In dem Boom von Comicverfilmungen, die von exzellent bis grottenschlecht rangieren, haben die eher okkulten oder magischen Charaktere bisher eher eine untergeordnete Rolle gespielt. Natürlich, irgendwann wird jemand auf die Idee kommen, Books of Magic zu verfilmen und darauf hinweisen, daß es pottereske Werke schon lange bevor Harry Potter gab. Bei der variablen Qualität solcher Werke weiß man nicht, ob man sich freuen oder schaudern soll. Es kommt natürlich darauf an, in wieweit die Produzenten den Charakter verstehen. Das, was ihn ausmacht. Sein Gimmick. Sein Mythos. Sein Wahnsinn.

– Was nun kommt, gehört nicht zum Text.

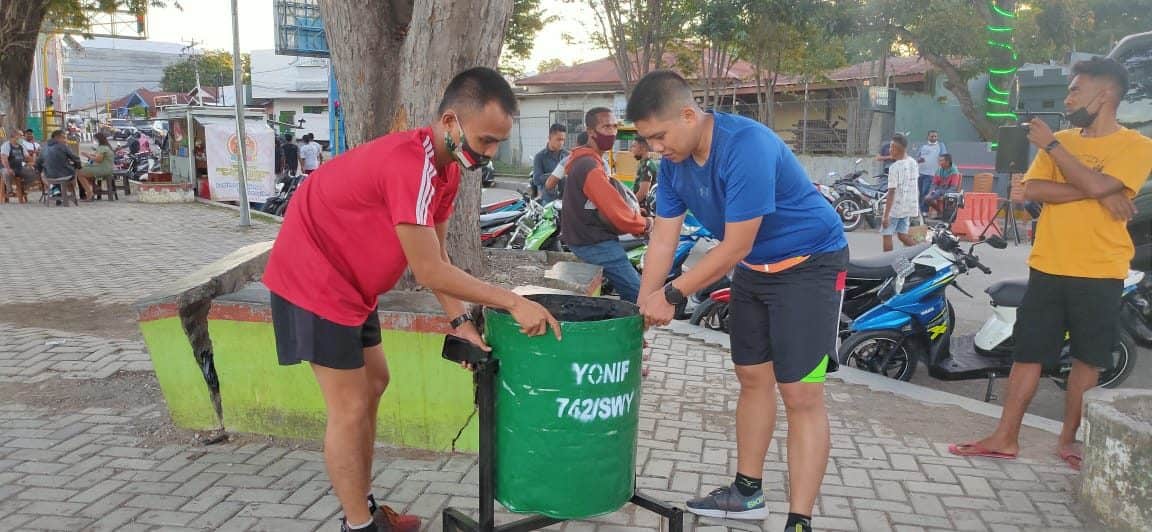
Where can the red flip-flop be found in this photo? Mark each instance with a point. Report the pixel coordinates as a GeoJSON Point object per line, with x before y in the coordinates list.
{"type": "Point", "coordinates": [976, 449]}
{"type": "Point", "coordinates": [1068, 456]}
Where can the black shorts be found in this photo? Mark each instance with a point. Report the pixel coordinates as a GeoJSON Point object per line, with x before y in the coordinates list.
{"type": "Point", "coordinates": [1085, 311]}
{"type": "Point", "coordinates": [790, 318]}
{"type": "Point", "coordinates": [303, 336]}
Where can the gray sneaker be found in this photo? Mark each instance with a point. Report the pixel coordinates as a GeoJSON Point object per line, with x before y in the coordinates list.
{"type": "Point", "coordinates": [728, 503]}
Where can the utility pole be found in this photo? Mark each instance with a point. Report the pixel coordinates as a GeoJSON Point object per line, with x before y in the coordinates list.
{"type": "Point", "coordinates": [237, 80]}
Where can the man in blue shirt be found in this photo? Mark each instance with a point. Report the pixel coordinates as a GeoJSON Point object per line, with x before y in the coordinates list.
{"type": "Point", "coordinates": [789, 252]}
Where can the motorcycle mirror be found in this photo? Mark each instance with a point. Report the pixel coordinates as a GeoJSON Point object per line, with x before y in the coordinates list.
{"type": "Point", "coordinates": [997, 242]}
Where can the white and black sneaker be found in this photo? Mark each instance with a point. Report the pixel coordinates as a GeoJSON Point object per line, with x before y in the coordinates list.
{"type": "Point", "coordinates": [728, 503]}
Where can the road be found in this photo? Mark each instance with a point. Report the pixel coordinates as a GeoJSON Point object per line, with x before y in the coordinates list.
{"type": "Point", "coordinates": [970, 314]}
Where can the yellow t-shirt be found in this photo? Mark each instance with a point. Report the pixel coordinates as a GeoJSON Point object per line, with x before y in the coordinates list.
{"type": "Point", "coordinates": [1081, 238]}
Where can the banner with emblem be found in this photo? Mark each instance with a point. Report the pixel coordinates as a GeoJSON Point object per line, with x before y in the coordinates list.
{"type": "Point", "coordinates": [222, 150]}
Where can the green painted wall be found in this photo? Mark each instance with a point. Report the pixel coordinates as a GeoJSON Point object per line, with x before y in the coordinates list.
{"type": "Point", "coordinates": [183, 387]}
{"type": "Point", "coordinates": [426, 403]}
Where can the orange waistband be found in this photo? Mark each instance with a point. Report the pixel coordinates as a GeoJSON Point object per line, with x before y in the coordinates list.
{"type": "Point", "coordinates": [775, 267]}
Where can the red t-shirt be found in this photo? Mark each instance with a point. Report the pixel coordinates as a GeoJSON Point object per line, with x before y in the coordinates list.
{"type": "Point", "coordinates": [338, 249]}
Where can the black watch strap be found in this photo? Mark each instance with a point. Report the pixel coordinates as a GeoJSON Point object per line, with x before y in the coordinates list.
{"type": "Point", "coordinates": [461, 320]}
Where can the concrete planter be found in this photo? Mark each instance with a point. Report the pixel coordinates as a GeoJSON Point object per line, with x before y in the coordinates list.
{"type": "Point", "coordinates": [212, 344]}
{"type": "Point", "coordinates": [1116, 476]}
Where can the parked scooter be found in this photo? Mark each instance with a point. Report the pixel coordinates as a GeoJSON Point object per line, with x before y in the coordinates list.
{"type": "Point", "coordinates": [916, 323]}
{"type": "Point", "coordinates": [857, 199]}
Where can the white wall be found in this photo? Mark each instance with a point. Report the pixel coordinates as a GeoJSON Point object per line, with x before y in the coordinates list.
{"type": "Point", "coordinates": [531, 131]}
{"type": "Point", "coordinates": [313, 123]}
{"type": "Point", "coordinates": [286, 76]}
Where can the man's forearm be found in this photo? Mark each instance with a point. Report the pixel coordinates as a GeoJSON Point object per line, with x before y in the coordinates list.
{"type": "Point", "coordinates": [1092, 183]}
{"type": "Point", "coordinates": [1050, 191]}
{"type": "Point", "coordinates": [714, 265]}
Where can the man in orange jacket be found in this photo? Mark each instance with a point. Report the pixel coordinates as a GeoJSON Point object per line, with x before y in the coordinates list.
{"type": "Point", "coordinates": [598, 209]}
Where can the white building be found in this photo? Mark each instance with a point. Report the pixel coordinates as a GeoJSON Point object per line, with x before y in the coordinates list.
{"type": "Point", "coordinates": [101, 69]}
{"type": "Point", "coordinates": [296, 86]}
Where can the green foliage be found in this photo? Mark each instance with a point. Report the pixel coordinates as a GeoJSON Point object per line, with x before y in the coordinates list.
{"type": "Point", "coordinates": [214, 68]}
{"type": "Point", "coordinates": [527, 21]}
{"type": "Point", "coordinates": [551, 65]}
{"type": "Point", "coordinates": [76, 14]}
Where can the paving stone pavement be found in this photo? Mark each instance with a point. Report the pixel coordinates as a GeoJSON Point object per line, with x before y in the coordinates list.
{"type": "Point", "coordinates": [76, 466]}
{"type": "Point", "coordinates": [115, 251]}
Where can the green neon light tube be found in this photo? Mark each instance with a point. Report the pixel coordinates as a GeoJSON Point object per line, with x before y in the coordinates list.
{"type": "Point", "coordinates": [995, 7]}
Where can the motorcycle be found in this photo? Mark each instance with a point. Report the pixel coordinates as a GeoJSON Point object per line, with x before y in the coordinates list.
{"type": "Point", "coordinates": [538, 228]}
{"type": "Point", "coordinates": [862, 286]}
{"type": "Point", "coordinates": [286, 187]}
{"type": "Point", "coordinates": [857, 199]}
{"type": "Point", "coordinates": [916, 323]}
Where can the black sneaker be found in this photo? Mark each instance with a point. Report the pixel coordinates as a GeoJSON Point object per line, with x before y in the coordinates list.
{"type": "Point", "coordinates": [371, 527]}
{"type": "Point", "coordinates": [727, 503]}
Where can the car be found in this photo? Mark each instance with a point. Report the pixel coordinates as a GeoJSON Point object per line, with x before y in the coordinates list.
{"type": "Point", "coordinates": [1135, 51]}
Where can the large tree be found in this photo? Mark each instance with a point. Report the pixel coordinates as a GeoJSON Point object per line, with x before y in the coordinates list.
{"type": "Point", "coordinates": [393, 59]}
{"type": "Point", "coordinates": [214, 68]}
{"type": "Point", "coordinates": [21, 22]}
{"type": "Point", "coordinates": [638, 32]}
{"type": "Point", "coordinates": [954, 37]}
{"type": "Point", "coordinates": [527, 21]}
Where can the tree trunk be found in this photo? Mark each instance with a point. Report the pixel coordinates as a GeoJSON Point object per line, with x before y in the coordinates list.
{"type": "Point", "coordinates": [957, 84]}
{"type": "Point", "coordinates": [20, 23]}
{"type": "Point", "coordinates": [381, 91]}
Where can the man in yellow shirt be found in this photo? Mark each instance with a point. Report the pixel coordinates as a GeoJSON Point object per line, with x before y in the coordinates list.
{"type": "Point", "coordinates": [1085, 176]}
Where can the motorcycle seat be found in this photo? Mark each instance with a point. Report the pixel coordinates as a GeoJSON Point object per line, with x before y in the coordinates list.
{"type": "Point", "coordinates": [1008, 293]}
{"type": "Point", "coordinates": [879, 266]}
{"type": "Point", "coordinates": [498, 218]}
{"type": "Point", "coordinates": [630, 242]}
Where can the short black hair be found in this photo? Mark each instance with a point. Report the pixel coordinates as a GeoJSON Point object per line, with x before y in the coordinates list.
{"type": "Point", "coordinates": [476, 88]}
{"type": "Point", "coordinates": [656, 92]}
{"type": "Point", "coordinates": [1106, 68]}
{"type": "Point", "coordinates": [590, 118]}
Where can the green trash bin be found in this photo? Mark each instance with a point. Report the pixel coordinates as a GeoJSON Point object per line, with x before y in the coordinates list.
{"type": "Point", "coordinates": [567, 412]}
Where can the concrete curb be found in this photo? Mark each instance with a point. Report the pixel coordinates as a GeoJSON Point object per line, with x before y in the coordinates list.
{"type": "Point", "coordinates": [881, 384]}
{"type": "Point", "coordinates": [255, 213]}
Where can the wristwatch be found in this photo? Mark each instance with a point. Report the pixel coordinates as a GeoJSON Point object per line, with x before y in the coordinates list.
{"type": "Point", "coordinates": [461, 320]}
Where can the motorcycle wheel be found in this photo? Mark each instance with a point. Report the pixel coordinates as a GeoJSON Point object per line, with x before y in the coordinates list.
{"type": "Point", "coordinates": [711, 314]}
{"type": "Point", "coordinates": [500, 242]}
{"type": "Point", "coordinates": [863, 351]}
{"type": "Point", "coordinates": [1123, 359]}
{"type": "Point", "coordinates": [850, 222]}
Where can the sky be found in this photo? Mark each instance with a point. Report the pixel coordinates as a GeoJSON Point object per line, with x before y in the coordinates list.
{"type": "Point", "coordinates": [210, 22]}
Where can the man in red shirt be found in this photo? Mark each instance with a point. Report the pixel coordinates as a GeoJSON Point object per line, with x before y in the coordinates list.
{"type": "Point", "coordinates": [350, 230]}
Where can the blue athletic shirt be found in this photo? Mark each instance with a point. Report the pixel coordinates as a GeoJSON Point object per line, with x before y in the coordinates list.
{"type": "Point", "coordinates": [751, 173]}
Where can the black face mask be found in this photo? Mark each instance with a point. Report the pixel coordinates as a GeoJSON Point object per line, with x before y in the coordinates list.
{"type": "Point", "coordinates": [1081, 118]}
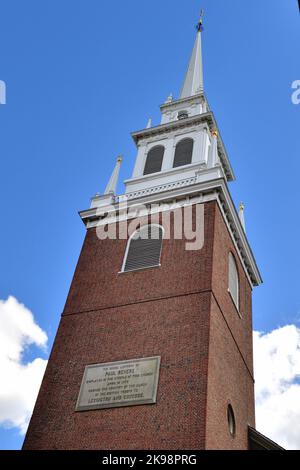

Als Faustregel gilt: Je mehr von dem, was den Fan fasziniert, erhalten wird, desto eher kann auch der Kinogänger im Mythos aufgehen. Da ist es dann teilweise sogar recht entspannend, daß ein Film komprimieren, kürzen, entwirren muß, um aus der komplexen Kontinuität von Jahrzehnten einen sauberen Plot für 2 Stunden Kinozeit zu machen. Deswegen war X-Men 2 ein hervorragender Film, krisp und trotz anderer Zusammensetzung werkgetreu, und Catwoman eine fürchterliche Himbeere. (In beiden spielte die gleiche Schuaspielerin eine der Hauptrollen!) Selbst wenn Superheldinnen viel von der Optik von Pornostarlets an sich haben, so platt muß man die Zielvorlage denn doch nicht gestalten. Wham, blam, no thank you Ma'am.
Mit dem im Hinterkopf, und die Vorstellung einer sich halbnackt windenden Halle Berry ist auch noch eine, die schwer zu vertreiben ist, fällt die Beurteilung von Hellboy: The Movie schwer. Man merkt dem Film an, daß die Produzenten genau wußten, was für einen Wert das Material hat, das sie erworben haben. Man merkt die Dankbarkeit, mit der die von Mike Mignola entwickelte Optik von Hellboy, dem BPRD, den Okkultnazis, den Dämonen, der Apokalypse, bewahrt und umgesetzt wird. Und hier setzt vielleicht das erste Manko ein. Ein tendenzielles zuviel. Es gibt ein, zwei Stellen im Film, die die Handlung nicht weiterbringen und anscheinend keinen anderen Zweck haben, als noch eine weitere Mignola-Optik einzubauen. Unnötig. Der Fan weiß, daß sie aus einem anderen Zusammenhang stammen. Der Profane jedoch merkt, daß sich die Handlung verlangsamt.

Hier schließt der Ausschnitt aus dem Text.